No esporte de alto rendimento isso é importante, sobretudo para as 
modalidades que necessitam do metabolismo anaeróbio durante uma prova intensa, 
cíclica e de certa duração, como as provas de 400-800 m rasos no atletismo, 100-
200 m na natação, 500 m na canoagem e 1 km no ciclismo de pista, modalidades de 
resistência de curta duração (RCD).
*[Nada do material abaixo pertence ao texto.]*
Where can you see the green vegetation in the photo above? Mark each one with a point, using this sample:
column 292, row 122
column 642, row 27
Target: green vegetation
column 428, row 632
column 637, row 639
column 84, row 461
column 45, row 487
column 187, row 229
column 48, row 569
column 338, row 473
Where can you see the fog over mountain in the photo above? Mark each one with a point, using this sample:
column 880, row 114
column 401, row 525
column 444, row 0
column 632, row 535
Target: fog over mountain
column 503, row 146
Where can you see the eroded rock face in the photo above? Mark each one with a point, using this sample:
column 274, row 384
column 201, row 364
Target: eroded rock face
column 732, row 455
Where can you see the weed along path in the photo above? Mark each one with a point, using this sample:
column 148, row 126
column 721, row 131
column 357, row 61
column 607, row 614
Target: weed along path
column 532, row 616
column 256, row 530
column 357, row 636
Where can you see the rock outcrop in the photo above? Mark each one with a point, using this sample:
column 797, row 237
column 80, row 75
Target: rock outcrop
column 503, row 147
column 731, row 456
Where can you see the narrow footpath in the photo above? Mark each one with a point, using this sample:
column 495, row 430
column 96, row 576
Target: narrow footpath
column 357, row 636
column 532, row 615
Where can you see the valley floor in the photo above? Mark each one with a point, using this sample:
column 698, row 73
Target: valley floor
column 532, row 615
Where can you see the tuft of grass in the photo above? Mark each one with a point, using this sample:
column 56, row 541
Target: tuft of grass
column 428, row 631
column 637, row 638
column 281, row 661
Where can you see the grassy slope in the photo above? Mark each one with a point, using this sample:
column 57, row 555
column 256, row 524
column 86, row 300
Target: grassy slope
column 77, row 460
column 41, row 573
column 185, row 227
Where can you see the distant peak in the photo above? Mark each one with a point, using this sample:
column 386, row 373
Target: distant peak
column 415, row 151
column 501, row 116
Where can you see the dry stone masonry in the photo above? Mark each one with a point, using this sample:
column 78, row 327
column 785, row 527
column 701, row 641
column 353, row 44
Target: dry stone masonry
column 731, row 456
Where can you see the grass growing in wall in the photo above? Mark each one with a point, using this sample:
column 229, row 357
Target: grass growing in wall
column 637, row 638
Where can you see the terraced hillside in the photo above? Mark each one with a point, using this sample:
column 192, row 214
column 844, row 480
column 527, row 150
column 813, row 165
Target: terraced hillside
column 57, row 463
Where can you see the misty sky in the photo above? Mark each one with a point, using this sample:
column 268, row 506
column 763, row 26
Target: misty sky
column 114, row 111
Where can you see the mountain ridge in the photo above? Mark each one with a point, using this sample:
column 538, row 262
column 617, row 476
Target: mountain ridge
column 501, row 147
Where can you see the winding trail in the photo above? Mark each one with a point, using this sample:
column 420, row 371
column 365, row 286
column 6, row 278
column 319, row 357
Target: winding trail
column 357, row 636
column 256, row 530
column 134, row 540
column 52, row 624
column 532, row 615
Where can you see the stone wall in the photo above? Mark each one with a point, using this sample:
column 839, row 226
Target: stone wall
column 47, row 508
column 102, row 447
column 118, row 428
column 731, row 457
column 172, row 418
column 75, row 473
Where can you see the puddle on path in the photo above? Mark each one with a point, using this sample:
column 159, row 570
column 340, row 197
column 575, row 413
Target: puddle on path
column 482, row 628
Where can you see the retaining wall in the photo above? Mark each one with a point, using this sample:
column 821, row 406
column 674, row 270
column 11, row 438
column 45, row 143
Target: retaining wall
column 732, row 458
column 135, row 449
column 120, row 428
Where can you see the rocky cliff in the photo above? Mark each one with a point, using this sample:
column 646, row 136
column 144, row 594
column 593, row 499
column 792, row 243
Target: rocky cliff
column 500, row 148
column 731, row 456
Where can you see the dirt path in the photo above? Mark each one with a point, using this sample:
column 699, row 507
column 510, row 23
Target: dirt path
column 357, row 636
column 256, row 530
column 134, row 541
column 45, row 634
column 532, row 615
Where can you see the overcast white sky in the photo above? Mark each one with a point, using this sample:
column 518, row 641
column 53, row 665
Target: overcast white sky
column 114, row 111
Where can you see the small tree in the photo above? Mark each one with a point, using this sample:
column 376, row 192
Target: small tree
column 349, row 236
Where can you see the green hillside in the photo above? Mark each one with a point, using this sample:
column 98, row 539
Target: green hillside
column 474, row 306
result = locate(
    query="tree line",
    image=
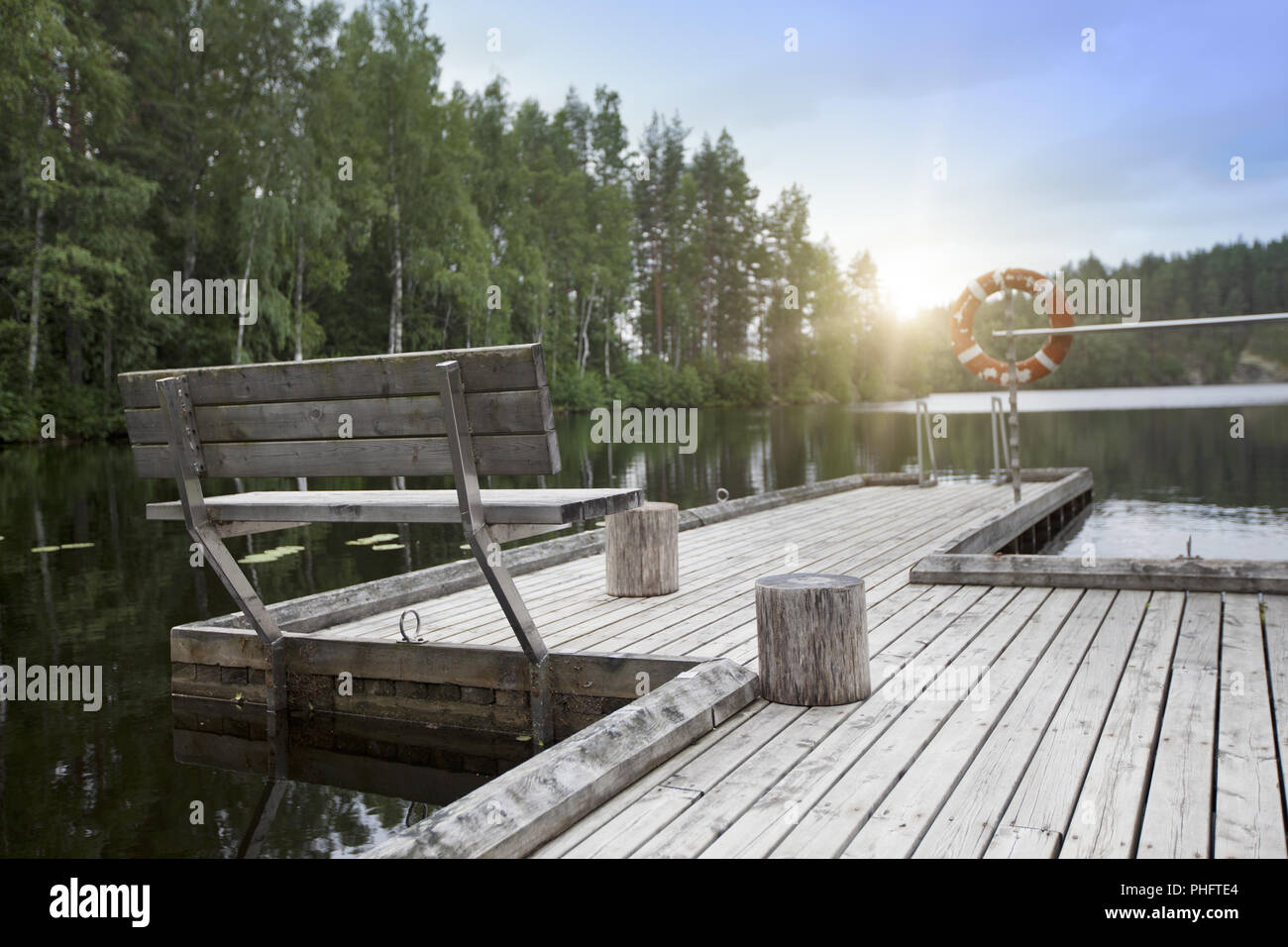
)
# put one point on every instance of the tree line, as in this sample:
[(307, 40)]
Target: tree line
[(377, 210)]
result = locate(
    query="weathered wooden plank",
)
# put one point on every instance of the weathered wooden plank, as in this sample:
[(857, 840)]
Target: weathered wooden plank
[(825, 828), (992, 531), (490, 412), (503, 368), (536, 506), (902, 818), (529, 804), (686, 785), (433, 663), (1113, 793), (1274, 613), (612, 808), (970, 818), (1022, 841), (1249, 821), (1057, 571), (410, 457), (1177, 819), (1046, 795)]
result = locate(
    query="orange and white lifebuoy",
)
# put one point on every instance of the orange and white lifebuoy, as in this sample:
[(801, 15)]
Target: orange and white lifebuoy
[(962, 333)]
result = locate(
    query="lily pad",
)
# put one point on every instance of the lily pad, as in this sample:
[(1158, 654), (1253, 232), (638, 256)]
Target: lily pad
[(372, 540), (269, 554)]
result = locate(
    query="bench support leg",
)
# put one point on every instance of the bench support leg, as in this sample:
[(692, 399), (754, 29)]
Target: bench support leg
[(189, 466), (485, 552)]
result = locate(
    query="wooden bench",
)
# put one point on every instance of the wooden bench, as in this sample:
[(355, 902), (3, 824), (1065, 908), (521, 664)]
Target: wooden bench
[(469, 414)]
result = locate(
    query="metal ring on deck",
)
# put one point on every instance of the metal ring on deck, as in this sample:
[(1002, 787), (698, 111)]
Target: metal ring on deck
[(402, 626)]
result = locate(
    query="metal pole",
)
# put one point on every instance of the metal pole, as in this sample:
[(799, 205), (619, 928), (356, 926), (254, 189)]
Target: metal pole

Elas se desenvolvem em uma velocidade intensa, 
em um tempo compreendido entre 35 s até 2 min, mas também podem ocorrer em 
provas de maior duração (2 a 6 min), como as modalidades que se desenvolvem 
 
65 
 
 
 
 
dentro do conceito de resistência de média duração (RDM), com a finalidade de 
manter uma velocidade adequada e terminar de forma estável durante uma faixa de 
tempo determinado (45 s a 2 min). Isso pode ocorrer em modalidades como os 1.500 
m no atletismo, os 400 m na natação, os 1.000 m na canoagem, entre outros. Para 
obter um MLSS ideal, é necessário possuir potência e capacidade glicolítica 
adequadas e tolerância ao lactato e à acidez. 
13.16 Alto rendimento em provas supra máximas de carga constante 
Esse comportamento, pode ser explicado por fatores relacionados com as 
qualidades anaeróbias, como, por exemplo, um aumento de: Velocidade da glicólise; 
Depósitos musculares de fosfocreatina; Capacidade de tamponamento muscular; 
Capacidade de tamponamento sanguíneo; Capacidade de transporte de lactato para 
o espaço extracelular, graças ao aumento da concentração da proteína transportadora 
de lactato do sarcolema. 
Porém, também é explicável por fatores alheios ao metabolismo anaeróbio, 
como: Aumento do VO2máx; Deslocamento da cinética do VO2 para a esquerda; 
Melhoria da eficiência mecânica; Maior motivação.